Software Development, Data Science, Python

Python mono repo for Data Science with Poetry

Christopher Mortimer
Specialising in data
More posts by Christopher Mortimer.

Christopher Mortimer

17 Feb 2023•7 min read

Python mono repo for Data Science with Poetry

Mono repo with Python Poetry

What we are looking to do is create a code repository that can be used as the source for many Python applications (Flask deployed with Docker) and exporitory data analysis that can share a common library of functions. Pretty much all the credit for this comes from the following article, where Dan Hipschman goes through the process that Opendoor went through to create a mono repo.

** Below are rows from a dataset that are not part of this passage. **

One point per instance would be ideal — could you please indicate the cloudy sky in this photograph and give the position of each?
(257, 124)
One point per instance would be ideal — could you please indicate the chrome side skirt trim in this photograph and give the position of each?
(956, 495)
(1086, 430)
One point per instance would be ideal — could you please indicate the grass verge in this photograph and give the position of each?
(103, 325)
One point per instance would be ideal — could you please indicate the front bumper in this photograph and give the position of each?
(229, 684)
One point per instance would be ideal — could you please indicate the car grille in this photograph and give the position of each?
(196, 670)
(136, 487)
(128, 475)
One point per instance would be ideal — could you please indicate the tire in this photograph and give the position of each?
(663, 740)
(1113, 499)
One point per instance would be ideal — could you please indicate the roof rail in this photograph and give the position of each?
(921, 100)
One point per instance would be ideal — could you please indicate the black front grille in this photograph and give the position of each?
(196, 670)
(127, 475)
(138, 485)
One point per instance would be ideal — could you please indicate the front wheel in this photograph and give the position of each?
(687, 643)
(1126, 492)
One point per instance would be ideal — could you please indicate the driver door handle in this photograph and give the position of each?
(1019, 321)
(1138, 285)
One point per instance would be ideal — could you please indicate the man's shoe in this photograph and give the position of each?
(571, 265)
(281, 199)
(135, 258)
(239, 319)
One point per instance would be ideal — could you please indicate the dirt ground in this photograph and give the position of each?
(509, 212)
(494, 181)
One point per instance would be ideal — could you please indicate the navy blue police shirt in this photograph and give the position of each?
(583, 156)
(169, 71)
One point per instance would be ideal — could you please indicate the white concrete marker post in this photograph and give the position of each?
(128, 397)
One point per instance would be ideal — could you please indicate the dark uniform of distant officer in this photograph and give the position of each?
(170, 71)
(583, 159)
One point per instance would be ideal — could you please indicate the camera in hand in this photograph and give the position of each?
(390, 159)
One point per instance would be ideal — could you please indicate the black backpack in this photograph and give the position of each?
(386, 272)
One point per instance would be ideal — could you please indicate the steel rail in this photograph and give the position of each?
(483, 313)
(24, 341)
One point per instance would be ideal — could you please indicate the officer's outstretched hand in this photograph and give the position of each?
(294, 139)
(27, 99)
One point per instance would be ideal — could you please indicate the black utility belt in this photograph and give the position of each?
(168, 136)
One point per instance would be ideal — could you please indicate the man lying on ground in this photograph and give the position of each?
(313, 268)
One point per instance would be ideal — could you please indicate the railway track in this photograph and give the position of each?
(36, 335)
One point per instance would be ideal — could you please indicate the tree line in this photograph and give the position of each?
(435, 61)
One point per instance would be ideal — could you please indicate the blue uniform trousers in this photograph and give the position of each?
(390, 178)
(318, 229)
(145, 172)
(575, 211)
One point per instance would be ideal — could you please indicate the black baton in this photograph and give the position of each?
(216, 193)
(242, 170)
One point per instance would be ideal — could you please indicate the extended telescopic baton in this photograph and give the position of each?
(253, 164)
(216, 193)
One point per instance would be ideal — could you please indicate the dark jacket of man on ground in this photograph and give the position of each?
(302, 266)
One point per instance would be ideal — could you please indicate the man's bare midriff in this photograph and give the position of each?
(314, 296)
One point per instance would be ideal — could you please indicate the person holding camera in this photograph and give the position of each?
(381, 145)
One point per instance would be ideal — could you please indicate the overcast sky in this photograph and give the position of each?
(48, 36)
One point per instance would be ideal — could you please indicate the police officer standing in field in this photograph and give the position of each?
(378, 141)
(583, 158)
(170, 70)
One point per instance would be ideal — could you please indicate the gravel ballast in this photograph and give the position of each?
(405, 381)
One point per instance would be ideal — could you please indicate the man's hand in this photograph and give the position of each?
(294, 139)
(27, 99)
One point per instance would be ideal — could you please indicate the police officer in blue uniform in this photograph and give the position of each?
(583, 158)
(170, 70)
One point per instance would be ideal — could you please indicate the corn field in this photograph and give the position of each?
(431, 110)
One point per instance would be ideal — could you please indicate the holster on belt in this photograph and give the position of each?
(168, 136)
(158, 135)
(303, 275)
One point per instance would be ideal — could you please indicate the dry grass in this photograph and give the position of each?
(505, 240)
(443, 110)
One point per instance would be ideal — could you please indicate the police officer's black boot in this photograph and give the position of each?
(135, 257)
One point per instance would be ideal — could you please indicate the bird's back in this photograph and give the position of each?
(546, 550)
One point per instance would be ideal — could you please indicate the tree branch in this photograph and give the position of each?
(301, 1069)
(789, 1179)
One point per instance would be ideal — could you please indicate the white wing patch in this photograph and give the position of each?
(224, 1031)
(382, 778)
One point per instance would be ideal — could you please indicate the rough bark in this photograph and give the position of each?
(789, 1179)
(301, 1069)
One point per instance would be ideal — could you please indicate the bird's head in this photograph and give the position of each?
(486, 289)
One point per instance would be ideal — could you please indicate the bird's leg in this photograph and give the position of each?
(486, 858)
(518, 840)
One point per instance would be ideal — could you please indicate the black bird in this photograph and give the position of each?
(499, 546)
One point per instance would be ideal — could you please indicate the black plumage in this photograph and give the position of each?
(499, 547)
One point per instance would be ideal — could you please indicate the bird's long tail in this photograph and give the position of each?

OpenDoor Labs, Our Python Monorepo

The Github repo that the remainder of the blog post is referencing is here Github

📁ml
├── 📁eda  # Each exploratory data analysis task has a directory here
│   ├── 📁eda-project-1
│   │   ├── eda-project-1.py  # Each eda project has Python scripts
│   │   ├── pyproject.toml  # Each eda project has its own dependencies
│   └── 📁eda-project-2 ...
├── 📁app  # Each application has a directory here
│   ├── 📁flask-app-1
│   │   ├── app.py  # Each application has an app entry point
│   │   ├── Dockerfile  # Each application has a Dockerfile
│   │   ├── pyproject.toml  # Each application has its own dependencies
│   └── 📁flask-app-2 ...
├── 📁lib  # Each lib is a Python package that you can install using poetry (or pip)
│   ├── 📁helloworld  #
│   │   ├── pyproject.toml  # Each lib specifies its dependencies
│   │   ├── 📁helloworld/
│   │   │   ├── __init__.py
│   │   │   ├── helloworld.py
│   │   └── 📁tests/
│   │   │   ├── test_helloworld.py
│   └── 📁lib-2 ...
└── 📁tools
    ├── 📁build  # Application build script

For this, I have tested on both ChromeOS Linux (Debian) and Windows WSL2 (Ubuntu 20.04). Docs from here are from the WSL2 run through.

Fresh Python Virtual Environment (venv)

# Make new directory in your home for virtual environments
mkdir ~/venv
# change into directory
cd ~/venv
# create a virtual environment named poetry (or any other name you choose)
python3 -m venv poetry
# activate the vitrual environment
source poetry/bin/activate
# confirm it activated
which python3

Clone this Git repo

# Make new directory in your home for git repos
mkdir ~/git
# change into directory
cd ~/git
# clone the repository
git clone https://github.com/mortie23/ml.git
# change into the clone repo
cd ml

Getting started with Poetry

Install this repositories requirements (which is just poetry). The remaining packages poetry will handle.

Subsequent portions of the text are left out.